Las crisis de la fase imperialista no son ajenas ni a “la tendencia progresiva de la cuota general de ganancia del capital a descender” ni tampoco a la superproducción de mercancías y de capital. Con relación a la primera, Francisco Mosquera escribió en 1990: “Lo curioso de este complicado asunto radica en que a pesar de todo la tasa de ganancia de las trasnacionales seguirá descendiendo (…) Los monopolios norteamericanos y japoneses buscan otras naciones receptoras, baratas (…) La internacionalización del capital acabará entrelazando al mundo en tal forma que la división del trabajo propia de las grandes factorías se efectuará a través de países y de continentes y no ya bajo un solo techo (…) ahondándose las desigualdades entre la porción desarrollada del mundo y la indigente. Las contradicciones entre los bloques económicos tampoco conocerán límites; la crisis se extenderá con todos sus estragos, y la clase obrera se hará sentir en grande”.

La preponderancia del capital financiero, que en la actualidad cobra enormes dimensiones, influye de modo definitivo en las crisis. Los activos especulativos mundiales, que abarcan depósitos bancarios, bonos públicos, títulos privados, acciones y nuevas formas conocidas como “derivados”, valen más de 160 billones de dólares, mientras que la producción anual de mercancías y servicios apenas suma una cuarta parte de dicho monto y el comercio mundial al año sólo es un décimo de aquel valor.

Los réditos exigidos por este enorme volumen de capital parasitario sólo pueden provenir del fondo común de la plusvalía extraída en todo el planeta. Cuando este fondo se vuelve insuficiente para remunerarlo por completo, se especula con rendimientos futuros que, al no concretarse, provocan el derrumbe de sectores enteros de la economía y la parálisis general. En la medida en que crece la masa de capital, y sobre todo la del financiero, requiere que la extracción de plusvalía sea más copiosa en cada periodo, para lo cual puede recurrirse a medios extraeconómicos, usando la violencia y la subyugación de naciones y pueblos enteros.

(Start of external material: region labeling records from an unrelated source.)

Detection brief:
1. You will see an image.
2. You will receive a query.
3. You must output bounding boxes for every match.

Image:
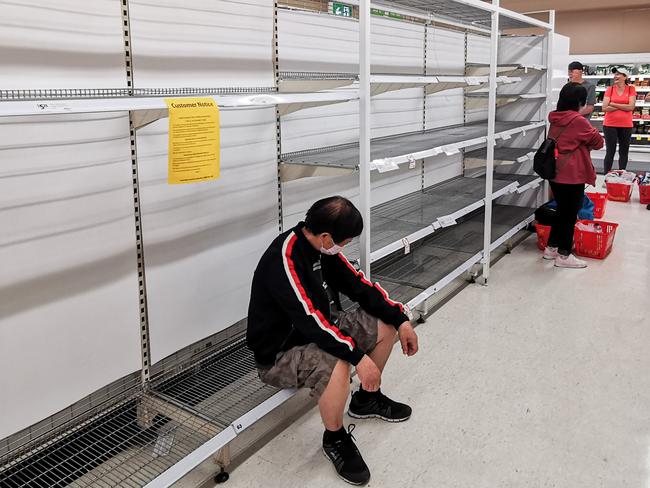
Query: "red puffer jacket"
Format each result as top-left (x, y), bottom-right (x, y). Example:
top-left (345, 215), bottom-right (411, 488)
top-left (548, 110), bottom-right (605, 185)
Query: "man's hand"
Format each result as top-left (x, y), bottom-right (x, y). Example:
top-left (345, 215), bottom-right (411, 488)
top-left (357, 354), bottom-right (381, 391)
top-left (397, 322), bottom-right (418, 356)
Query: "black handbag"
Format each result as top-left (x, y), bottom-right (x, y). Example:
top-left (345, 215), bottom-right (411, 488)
top-left (533, 115), bottom-right (581, 180)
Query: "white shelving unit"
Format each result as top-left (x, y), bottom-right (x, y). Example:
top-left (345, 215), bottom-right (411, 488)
top-left (0, 0), bottom-right (554, 488)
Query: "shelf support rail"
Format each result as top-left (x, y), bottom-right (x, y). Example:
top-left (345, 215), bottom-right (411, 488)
top-left (359, 0), bottom-right (371, 279)
top-left (483, 0), bottom-right (499, 285)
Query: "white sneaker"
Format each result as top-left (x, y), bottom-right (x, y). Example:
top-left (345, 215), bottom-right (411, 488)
top-left (542, 246), bottom-right (559, 260)
top-left (555, 254), bottom-right (587, 269)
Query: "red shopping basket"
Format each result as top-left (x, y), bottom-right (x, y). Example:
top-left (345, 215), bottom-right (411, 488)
top-left (535, 223), bottom-right (551, 251)
top-left (639, 185), bottom-right (650, 205)
top-left (607, 182), bottom-right (634, 202)
top-left (587, 193), bottom-right (607, 219)
top-left (605, 170), bottom-right (634, 202)
top-left (574, 220), bottom-right (618, 259)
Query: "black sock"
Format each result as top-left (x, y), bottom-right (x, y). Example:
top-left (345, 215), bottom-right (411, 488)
top-left (323, 427), bottom-right (346, 444)
top-left (357, 386), bottom-right (379, 403)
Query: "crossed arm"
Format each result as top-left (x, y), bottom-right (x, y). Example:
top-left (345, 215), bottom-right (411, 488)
top-left (603, 95), bottom-right (636, 112)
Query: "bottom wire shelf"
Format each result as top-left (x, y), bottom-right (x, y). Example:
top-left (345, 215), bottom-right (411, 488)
top-left (0, 340), bottom-right (278, 488)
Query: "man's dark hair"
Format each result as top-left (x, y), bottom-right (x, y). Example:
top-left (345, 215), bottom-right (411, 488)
top-left (305, 196), bottom-right (363, 244)
top-left (557, 83), bottom-right (587, 112)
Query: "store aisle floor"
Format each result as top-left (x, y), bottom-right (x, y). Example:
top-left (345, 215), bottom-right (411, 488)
top-left (205, 193), bottom-right (650, 488)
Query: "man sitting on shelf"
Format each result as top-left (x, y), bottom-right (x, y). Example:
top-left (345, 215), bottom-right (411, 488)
top-left (246, 196), bottom-right (418, 485)
top-left (569, 61), bottom-right (596, 120)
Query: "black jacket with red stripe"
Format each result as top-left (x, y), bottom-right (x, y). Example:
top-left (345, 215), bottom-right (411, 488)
top-left (246, 222), bottom-right (408, 366)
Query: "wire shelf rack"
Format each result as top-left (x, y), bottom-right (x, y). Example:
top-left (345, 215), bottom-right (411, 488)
top-left (281, 121), bottom-right (531, 170)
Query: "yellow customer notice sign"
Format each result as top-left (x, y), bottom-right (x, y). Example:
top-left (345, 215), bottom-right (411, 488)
top-left (165, 98), bottom-right (220, 185)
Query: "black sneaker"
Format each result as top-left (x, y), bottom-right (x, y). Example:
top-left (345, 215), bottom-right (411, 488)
top-left (323, 424), bottom-right (370, 485)
top-left (348, 390), bottom-right (412, 422)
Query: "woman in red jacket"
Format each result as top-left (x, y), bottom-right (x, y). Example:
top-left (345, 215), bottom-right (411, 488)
top-left (603, 68), bottom-right (636, 173)
top-left (544, 83), bottom-right (604, 268)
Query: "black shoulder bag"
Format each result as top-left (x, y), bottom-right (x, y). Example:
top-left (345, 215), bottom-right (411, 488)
top-left (533, 117), bottom-right (577, 180)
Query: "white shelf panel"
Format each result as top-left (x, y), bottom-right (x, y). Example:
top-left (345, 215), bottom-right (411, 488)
top-left (0, 91), bottom-right (359, 127)
top-left (282, 121), bottom-right (546, 173)
top-left (279, 72), bottom-right (521, 96)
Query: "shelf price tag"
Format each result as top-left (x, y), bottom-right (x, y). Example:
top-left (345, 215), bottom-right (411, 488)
top-left (438, 215), bottom-right (456, 228)
top-left (406, 154), bottom-right (415, 169)
top-left (165, 98), bottom-right (221, 185)
top-left (402, 237), bottom-right (411, 254)
top-left (36, 102), bottom-right (72, 112)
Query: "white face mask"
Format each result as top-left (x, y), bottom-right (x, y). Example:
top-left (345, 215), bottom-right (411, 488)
top-left (320, 238), bottom-right (343, 256)
top-left (320, 244), bottom-right (343, 256)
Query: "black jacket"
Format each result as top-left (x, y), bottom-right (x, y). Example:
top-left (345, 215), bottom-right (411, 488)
top-left (246, 222), bottom-right (408, 365)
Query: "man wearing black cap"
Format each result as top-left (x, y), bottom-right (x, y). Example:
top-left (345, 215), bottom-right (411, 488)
top-left (569, 61), bottom-right (596, 119)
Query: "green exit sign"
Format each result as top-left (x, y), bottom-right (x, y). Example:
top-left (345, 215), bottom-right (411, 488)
top-left (328, 2), bottom-right (352, 17)
top-left (370, 8), bottom-right (404, 20)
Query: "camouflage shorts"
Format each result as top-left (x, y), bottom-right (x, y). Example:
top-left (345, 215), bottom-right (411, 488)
top-left (258, 308), bottom-right (378, 398)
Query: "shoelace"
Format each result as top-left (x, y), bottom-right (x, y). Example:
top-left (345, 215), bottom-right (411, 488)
top-left (335, 424), bottom-right (358, 457)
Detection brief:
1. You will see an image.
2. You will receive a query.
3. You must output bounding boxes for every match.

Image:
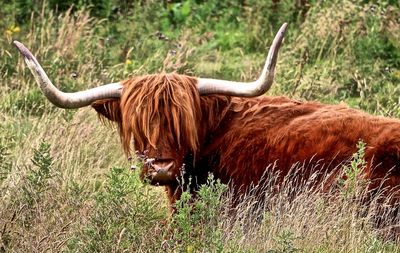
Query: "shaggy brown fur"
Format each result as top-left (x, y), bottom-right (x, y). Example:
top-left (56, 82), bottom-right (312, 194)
top-left (93, 74), bottom-right (400, 210)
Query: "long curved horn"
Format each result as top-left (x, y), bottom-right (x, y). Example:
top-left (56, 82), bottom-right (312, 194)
top-left (14, 41), bottom-right (122, 109)
top-left (197, 23), bottom-right (287, 97)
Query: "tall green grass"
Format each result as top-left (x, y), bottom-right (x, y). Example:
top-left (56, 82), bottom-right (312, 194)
top-left (0, 0), bottom-right (400, 252)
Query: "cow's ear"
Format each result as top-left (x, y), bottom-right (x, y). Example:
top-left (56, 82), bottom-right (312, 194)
top-left (92, 99), bottom-right (122, 122)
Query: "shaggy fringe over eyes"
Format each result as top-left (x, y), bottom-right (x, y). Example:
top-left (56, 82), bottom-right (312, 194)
top-left (118, 73), bottom-right (201, 154)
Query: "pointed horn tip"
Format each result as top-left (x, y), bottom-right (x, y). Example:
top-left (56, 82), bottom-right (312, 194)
top-left (13, 40), bottom-right (33, 60)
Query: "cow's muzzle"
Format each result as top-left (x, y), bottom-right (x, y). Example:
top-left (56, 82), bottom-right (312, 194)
top-left (146, 160), bottom-right (176, 185)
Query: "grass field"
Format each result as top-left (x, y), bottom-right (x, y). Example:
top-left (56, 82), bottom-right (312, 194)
top-left (0, 0), bottom-right (400, 253)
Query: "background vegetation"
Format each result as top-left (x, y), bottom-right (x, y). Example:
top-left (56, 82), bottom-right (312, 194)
top-left (0, 0), bottom-right (400, 252)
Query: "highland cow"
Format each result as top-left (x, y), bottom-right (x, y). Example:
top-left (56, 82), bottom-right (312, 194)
top-left (14, 24), bottom-right (400, 211)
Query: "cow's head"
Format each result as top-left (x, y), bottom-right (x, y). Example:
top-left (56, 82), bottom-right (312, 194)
top-left (14, 24), bottom-right (287, 185)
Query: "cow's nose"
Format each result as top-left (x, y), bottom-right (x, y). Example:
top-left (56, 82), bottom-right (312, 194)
top-left (151, 160), bottom-right (174, 173)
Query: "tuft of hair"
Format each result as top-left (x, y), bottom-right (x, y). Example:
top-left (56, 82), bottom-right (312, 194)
top-left (91, 99), bottom-right (122, 125)
top-left (119, 73), bottom-right (201, 154)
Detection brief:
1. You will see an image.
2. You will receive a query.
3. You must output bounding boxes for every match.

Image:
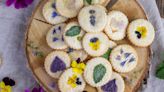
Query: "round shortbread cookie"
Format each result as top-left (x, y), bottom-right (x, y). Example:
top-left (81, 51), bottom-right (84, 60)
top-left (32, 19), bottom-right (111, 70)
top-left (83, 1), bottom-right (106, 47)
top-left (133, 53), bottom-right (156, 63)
top-left (56, 0), bottom-right (83, 18)
top-left (63, 22), bottom-right (85, 49)
top-left (84, 0), bottom-right (107, 5)
top-left (110, 44), bottom-right (138, 73)
top-left (105, 11), bottom-right (129, 40)
top-left (102, 41), bottom-right (117, 60)
top-left (66, 48), bottom-right (88, 61)
top-left (128, 19), bottom-right (155, 47)
top-left (82, 32), bottom-right (110, 56)
top-left (97, 72), bottom-right (125, 92)
top-left (42, 0), bottom-right (67, 24)
top-left (46, 23), bottom-right (68, 49)
top-left (44, 51), bottom-right (71, 78)
top-left (84, 57), bottom-right (112, 87)
top-left (78, 5), bottom-right (107, 32)
top-left (58, 68), bottom-right (86, 92)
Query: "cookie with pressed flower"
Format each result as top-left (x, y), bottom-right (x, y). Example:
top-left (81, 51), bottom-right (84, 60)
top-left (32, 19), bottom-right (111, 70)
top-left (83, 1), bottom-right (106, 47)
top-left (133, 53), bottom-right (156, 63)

Precisamente, por la pauperización de miles de millones de personas, en los periodos críticos decae el consumo general, y el capital no encuentra nuevas fuentes de ganancia. Esto ha intensificado, desde finales del siglo XIX, su exportación a los países más atrasados, en busca de ingentes utilidades. La premisa lógica para que sean seguras y cuantiosas es la indispensable colonización de las naciones débiles.

En Estados Unidos, la política económica de Bush, guiada por el principio del primer secretario del Tesoro, Alexander Hamilton, “gobernar en interés de las clases propietarias”, deterioró los ingresos de las mayorías. He ahí por qué millones de hogares norteamericanos de clases pobres y medias quedaron entrampados en el pago de las hipotecas. La política fiscal de la administración republicana, que incluía el recorte de impuestos al capital, valdrá durante una década 2,6 billones de dólares, de los cuales el 1% más rico se beneficiará con el 53%. Fruto de esta iniquidad el ingreso del 20% más pobre de la población apenas creció el 9% mientras el del 1% más rico escaló el 201%.

Los neoliberales están acongojados. En monsergas moralizadoras, de ética económica calvinista, culpan de la hecatombe a la avaricia. Erróneamente creen que se puede poner orden a la voracidad capitalista y más aún en su fase superior, que el mercado se puede autorregular. Para paliar su desespero vale recordarles esta sentencia de Marx: “El crédito acelera, al mismo tiempo, las explosiones violentas de esta contradicción, que son las crisis, y con ellas, los elementos para la disolución del régimen de producción vigente”. Así será.